Could landlords supply TV licence?

With the proliferation of devices on which we can watch television programmes, it is more difficult than ever to “police” the proper payment of television licence fees. Whilst an institution such as a hotel can hold one licence covering an entire building with multiple sets, the same rules do not apply in other instances. One of the most confusing areas is in shared accommodation and the split responsibilities of landlords and tenants. Taking a look at the official website on TV licensing, it seeks to clarify, but in fact further obfuscates the issues.

Tenants

It says that one license needs to be obtained when the tenants all rent on the same basis —that is to say, that they have signed an identical agreement. It goes on to say that you’ll need separate licenses when tenants have individual tenancy agreements relating expressly to their own room. The common parts are considered to be shared. However, even if this seems reasonably clear, the second point continues that the licence covers the common parts, creating a situation where if Renter A chooses to keep her TV in the shared living room, then Renters B and C are fine to watch it in there too. There is still no distinction made between who owns the television (quite possibly the landlord) and who is watching it.
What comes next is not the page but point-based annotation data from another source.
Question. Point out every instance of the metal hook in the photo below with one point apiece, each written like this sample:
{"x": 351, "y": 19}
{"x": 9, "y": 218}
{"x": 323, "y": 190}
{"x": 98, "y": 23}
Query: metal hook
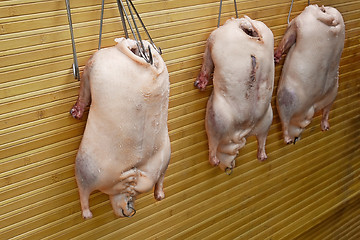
{"x": 75, "y": 65}
{"x": 101, "y": 22}
{"x": 292, "y": 2}
{"x": 136, "y": 34}
{"x": 133, "y": 212}
{"x": 229, "y": 170}
{"x": 237, "y": 16}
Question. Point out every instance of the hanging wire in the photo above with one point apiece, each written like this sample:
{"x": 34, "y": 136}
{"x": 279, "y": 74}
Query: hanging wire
{"x": 292, "y": 2}
{"x": 101, "y": 22}
{"x": 237, "y": 16}
{"x": 135, "y": 33}
{"x": 219, "y": 13}
{"x": 76, "y": 71}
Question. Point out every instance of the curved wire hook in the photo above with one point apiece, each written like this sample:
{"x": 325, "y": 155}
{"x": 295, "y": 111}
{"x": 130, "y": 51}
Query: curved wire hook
{"x": 229, "y": 170}
{"x": 237, "y": 16}
{"x": 76, "y": 71}
{"x": 133, "y": 212}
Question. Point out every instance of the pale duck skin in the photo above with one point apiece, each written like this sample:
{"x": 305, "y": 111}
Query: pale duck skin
{"x": 240, "y": 56}
{"x": 309, "y": 79}
{"x": 125, "y": 149}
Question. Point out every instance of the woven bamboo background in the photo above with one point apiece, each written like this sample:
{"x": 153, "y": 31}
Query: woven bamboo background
{"x": 310, "y": 190}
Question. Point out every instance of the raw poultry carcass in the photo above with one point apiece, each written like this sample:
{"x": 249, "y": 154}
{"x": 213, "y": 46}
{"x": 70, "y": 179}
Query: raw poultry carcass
{"x": 309, "y": 79}
{"x": 240, "y": 56}
{"x": 125, "y": 149}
The legalities are equally vague when it comes to lodgers. It is deemed that those who are living in a flat or annexe with their own access need their own licence. But if they are connected in some way to the owner — either as a relation, a romantic partner or someone who works for them such as a nanny — then they don’t. Again, this raises an unanswered question about a potential lodger in non-self-contained accommodation who is neither a family member nor an employee.
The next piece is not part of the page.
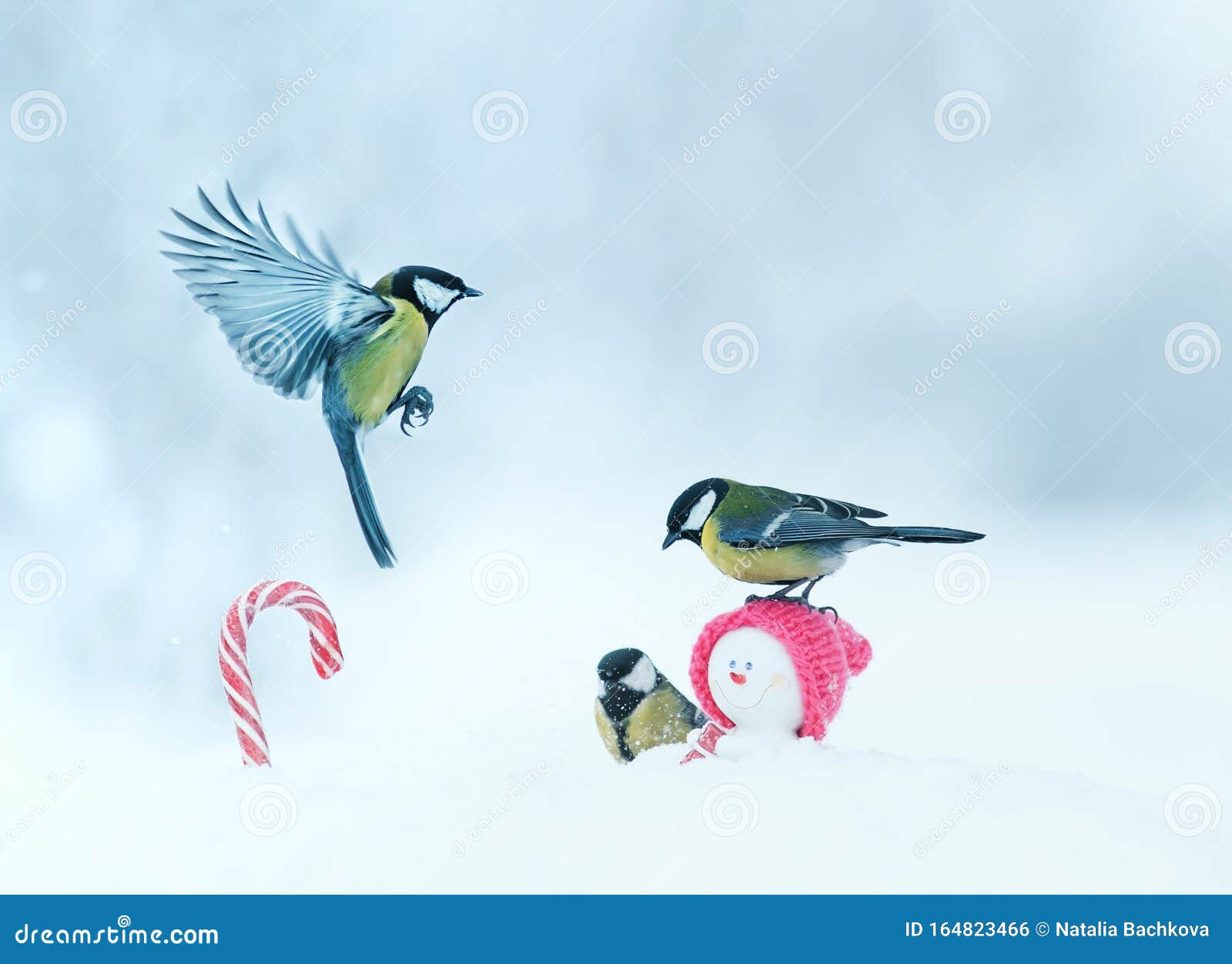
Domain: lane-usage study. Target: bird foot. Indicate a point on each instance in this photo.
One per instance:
(419, 406)
(780, 597)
The basic fact is that a licence is required for equipment specifically installed for the purpose of watching TV. So even though your laptop is capable of streaming programmes, you do not need a licence for it per se.
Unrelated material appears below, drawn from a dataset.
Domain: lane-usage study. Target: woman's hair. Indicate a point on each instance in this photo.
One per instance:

So where does this leave landlords under landlord law? Will they be in breach of the law if they have a house full of students, each with their own laptop, who claim they do not use it to watch TV? Or if they have provided a TV in the common parts, should they ask for the licence fees from the tenants, even though they may have separate TV sets in their separate rooms? According to the Communications Act of 2003, landlords are exempt from being in breach if they are not the ones wielding the remote. Even if they are fully aware, or suspect, the tenants don’t have a licence, it is still not their responsibility. As long as it’s the tenants doing the TV watching and not themselves, landlords are not guilty of any offense. It is fair to say that many tenants may well be unaware of this under tenant law and it would be responsible of landlords to make it known to them.

iPlayer

None of the above is applicable if tenants or lodgers choose to watch programmes on iPlayer, as these are not streamed live and are therefore a licence-free zone.

It is certainly a confusing and uncertain field, but at the end of the day it is those who watch the TV set who have to pay for the licence. To some extent, this is dependent on where they watch — if it is in a separate room under a separate tenancy agreement, the onus is on the tenant to cover themselves under the law. Unless, that is, they are living with, related to, or employed by the landlord!